Le suicide fait plus de victimes que tous les conflits armés à travers le monde. Voilà une affirmation « coup de massue » mais elle est exacte. En effet, on compte une tentative de suicide toutes les 3 secondes et une réussite toutes les 40 secondes, ce qui fait environ un million de morts par an. Il existe bien des façons de mourir et certaines sont plus douloureuses que d’autres. Un oncle de ma mère est mort assassiné à coups de marteau par son meilleur ami alors qu’ils étaient tous les deux ivres à se rouler par terre, voire ivres morts.

Mais il est encore arrivé pire à une tante de ma mère. Cette pauvre dame était âgée, très mal en point et alitée. Elle souffrait et voulait donc absolument mourir mais n’y arrivait pas. Elle a traîné et traîné et agonisé pendant des semaines avant finalement de rendre l’âme.

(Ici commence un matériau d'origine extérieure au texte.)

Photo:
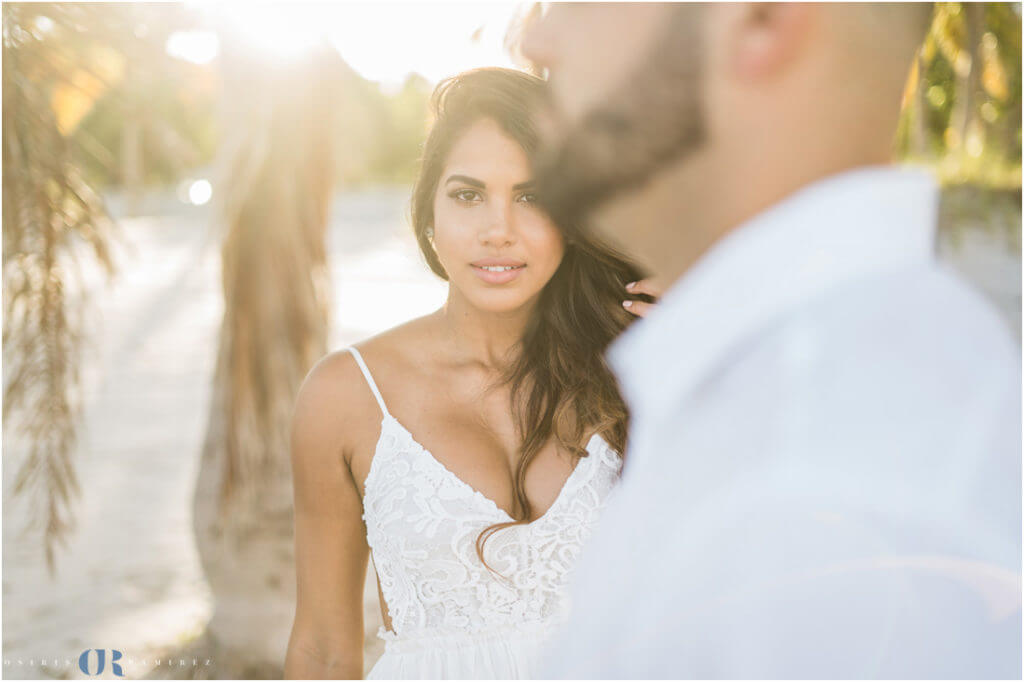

Aujourd’hui, si quelqu’un veut vraiment en finir avec la vie, il existe des moyens qui sont violents certes, mais où il est presque impossible de se rater. Cependant et assez curieusement, pendant une durée de cinq mois pendant la Grande Tribulation, il sera impossible de mettre fin à ses jours. En effet, dans le chapitre 9 du livre de l’Apocalypse, nous lisons :

En ces jours-là, les hommes chercheront la mort mais ils ne la trouveront pas. Ils l’appelleront de leurs vœux, mais la mort les fuira (Apocalypse 9.6).

Nous sommes en plein dans les jugements des trompettes, à la cinquième exactement. L’apôtre Jean a vu « un astre tombé du ciel. Et la clé du puits de l’abîme lui fut donnée » (Apocalypse 9.2). Il s’agit de Satan et il s’empresse d’ouvrir ce lieu maudit pour en faire sortir les esprits « impurs et méchants », la façon dont Jésus les désigne, et comme cela a déjà été dit, ils ont l’apparence de sauterelles. L’apôtre Jean écrit :

Il leur fut donné un pouvoir semblable à celui des scorpions, et de s’attaquer seulement aux hommes qui ne portent pas le sceau de Dieu sur le front. Il leur fut donné non pas de les tuer, mais de les torturer pendant cinq mois (Apocalypse 9.3-5).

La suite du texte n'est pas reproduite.